主要エリアの空室率は低水準で推移。空室不足がより一層深刻化。
グレードA・Bともに賃料上昇が継続
シービーアールイー(株)の調査による、2019年6月期の大阪グレードAの空室率は、対前期(同年3月期) 比0.3ポイント低下の0.2%、グレードB は対前期比0.1ポイント低下の0.8%と、空室率の低下が続いている。さらに、オールグレードの空室率も、対前期比0.1ポイント低下の1.2 %と、空室不足がより一層深刻化している。
エリア別の空室率を見ても、「梅田」の0.2%をはじめ、「堂島」「淀屋橋」「新大阪」は1%未満で推移している。「本町」「中之島」においても1%台となっており、軒並み低水準である。
この空室率の低さを背景に、限定的な空室に対して、複数の企業が賃借意向を表明し、競合する状況が発生している。こうした場合には、賃貸条件を含めた内容で入居者選定を行うこともあり、賃料相場を押し上げる格好となっている。そのため、想定成約賃料は、グレードA が25,200円/坪(対前期比+3.5%)、グレードBが14,000円/坪(対前期比+2.2%)と上昇を続けており、グレードAは12期連続、グレードBについては21期連続で上昇をしている。今後も、賃料の上昇傾向は継続すると見られるうえ、上昇のスピードも加速する可能性が考えられ、注視する必要がある。
大阪都心部に待望の新規供給
来年、「淀屋橋」エリアにおいて、「オービック御堂筋ビル」が竣工を予定している。これを皮切りに、大阪では大型開発が見込まれており、「梅田」「淀屋橋」の大型開発に加えて、「本町」「新大阪」にも複数棟の供給が予定されている。2022年には、「大阪梅田ツインタワーズ・サウス」が竣工し、2024年以降には、「うめきた2期開発」が控えるなど、テナント企業にとっては、待望の新規供給となるだろう。

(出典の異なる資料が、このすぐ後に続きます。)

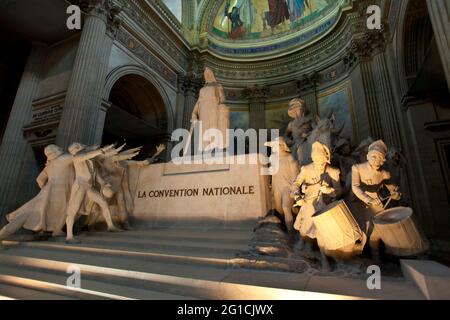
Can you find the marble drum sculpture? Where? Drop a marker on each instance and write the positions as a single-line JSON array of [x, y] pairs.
[[108, 186]]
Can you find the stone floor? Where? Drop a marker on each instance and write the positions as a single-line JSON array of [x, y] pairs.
[[169, 264]]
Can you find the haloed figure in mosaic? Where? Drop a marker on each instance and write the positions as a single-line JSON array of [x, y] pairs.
[[84, 187]]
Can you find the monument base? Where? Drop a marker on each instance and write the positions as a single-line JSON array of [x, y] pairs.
[[200, 194]]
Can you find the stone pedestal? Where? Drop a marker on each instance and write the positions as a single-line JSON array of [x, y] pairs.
[[202, 195], [257, 106], [432, 278], [373, 112], [84, 97]]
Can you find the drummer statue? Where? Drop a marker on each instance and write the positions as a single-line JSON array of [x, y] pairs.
[[368, 181], [317, 185]]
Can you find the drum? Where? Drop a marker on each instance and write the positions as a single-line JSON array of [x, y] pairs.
[[399, 233], [339, 233]]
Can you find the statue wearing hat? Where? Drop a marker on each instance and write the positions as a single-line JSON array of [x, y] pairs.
[[318, 185], [85, 186], [46, 211], [299, 128], [284, 169], [368, 180]]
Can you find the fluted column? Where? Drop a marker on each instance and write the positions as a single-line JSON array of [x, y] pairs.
[[83, 100], [14, 148], [190, 85], [370, 90], [188, 13], [257, 106], [386, 102], [104, 106], [439, 11]]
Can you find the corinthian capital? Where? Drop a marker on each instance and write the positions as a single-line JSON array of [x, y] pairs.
[[106, 9], [255, 93]]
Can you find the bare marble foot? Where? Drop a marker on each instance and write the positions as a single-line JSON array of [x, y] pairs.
[[58, 234], [114, 229], [73, 241]]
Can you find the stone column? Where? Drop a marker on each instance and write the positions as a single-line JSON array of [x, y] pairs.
[[439, 11], [15, 149], [381, 106], [188, 13], [386, 102], [257, 106], [360, 52], [104, 105], [307, 90], [190, 85], [83, 100]]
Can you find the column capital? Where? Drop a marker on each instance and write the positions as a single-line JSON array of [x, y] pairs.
[[190, 84], [107, 10], [366, 46], [256, 93], [308, 82]]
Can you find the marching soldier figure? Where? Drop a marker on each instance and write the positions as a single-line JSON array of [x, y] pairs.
[[367, 181]]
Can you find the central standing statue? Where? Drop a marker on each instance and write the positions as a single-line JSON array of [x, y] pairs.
[[210, 109]]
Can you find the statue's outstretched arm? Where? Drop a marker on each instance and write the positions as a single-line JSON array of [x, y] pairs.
[[42, 178], [356, 186], [221, 94]]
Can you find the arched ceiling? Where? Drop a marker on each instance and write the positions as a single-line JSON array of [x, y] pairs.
[[255, 29]]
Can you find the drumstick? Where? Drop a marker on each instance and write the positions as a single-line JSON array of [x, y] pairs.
[[387, 203]]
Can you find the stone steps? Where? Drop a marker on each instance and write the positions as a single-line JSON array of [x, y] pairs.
[[151, 265]]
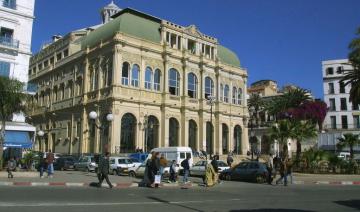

しかし、裏を返せば、これらの供給がなされるまで空室は限定的であり、テナント企業にとっては、苦しいマーケットが継続することが予想される。
そうした中、オフィススペース改善の一つの方法として、コワーキングスペースやシェアオフィスを活用する企業も見受けられるようになってきた。昨今のキーワードである「働き方改革」と併せて、オフィスの在り方を見直す機会と言えるかもしれない。
関西支社 林 健
- 現在募集中の大阪府の賃貸オフィス
相場表
種別 | 賃料(共益費込み) | 需給の動向 | 空室率 推移 |
---|---|---|---|
梅田 大規模ビル |
23,000円~35,000円/坪 | 引き続き空室率は低く、新規に募集に出る空室も少ない状況。また、募集が出ると複数企業による引き合いが起こっている。 | |
梅田 中小規模ビル |
17,000円~24,000円/坪 | 大規模ビルと同様に新規募集が少ない状況。 | |
淀屋橋・本町 大規模ビル |
17,000円~30,000円/坪 | 建て替えのビルがあり、周辺ではさらに空室消化が進んでいる。 | |
淀屋橋・本町 中小規模ビル |
12,000円~16,000円/坪 | 大規模ビルと同様に、建て替えビル周辺においてさらに空室消化が進んでいる。 | |
難波・心斎橋 大規模ビル |
12,000円~25,000円/坪 | 建て替えのビルがあり空室は消化しているが、金融機関の統合などにより一部空室も出ている。 | |
難波・心斎橋 中小規模ビル |
10,000円~13,000円/坪 | 大規模ビル同様に空室は消化しているものの、テナントの入れ替えなどもあり空室消化は緩やか。 | |
周辺都市 大規模ビル |
10,000円~13,000円/坪 | まとまった面積の空室については、中心部と併せて検討する企業も多く、引き合いが増えている。 | |
周辺都市 中小規模ビル |
9,000円~11,000円/坪 | 全体的に空室消化が続いており、中心部ほどではないものの賃料も緩やかに上昇傾向。 | |
事務所兼倉庫 市内・北摂・東大 |
4,500円~7,000円/坪 | 空室の少ない状況が続いている。特に北摂・東大阪・大阪市内は非常に強い需要のため、賃料も上昇傾向。 | |
倉庫・配送センター 郊外 |
3,500円~4,200円/坪 | 大阪ベイエリアに一部空室が存在するのみで、内陸を含め空室がほとんどない状況。成約賃料も上昇傾向。 |
空室率推移凡例: | 上昇 | やや上昇 | 横ばい | やや低下 | 低下 |
※物件検討時の予算の目安です。詳しくはシービーアールイー(株)社員におたずねください。
文中の空室率については、2014年3月期より、データ算出の対象となるオフィスビルを、原則として延床面積1,000坪以上、かつ新耐震基準に準拠した物件に変更しました。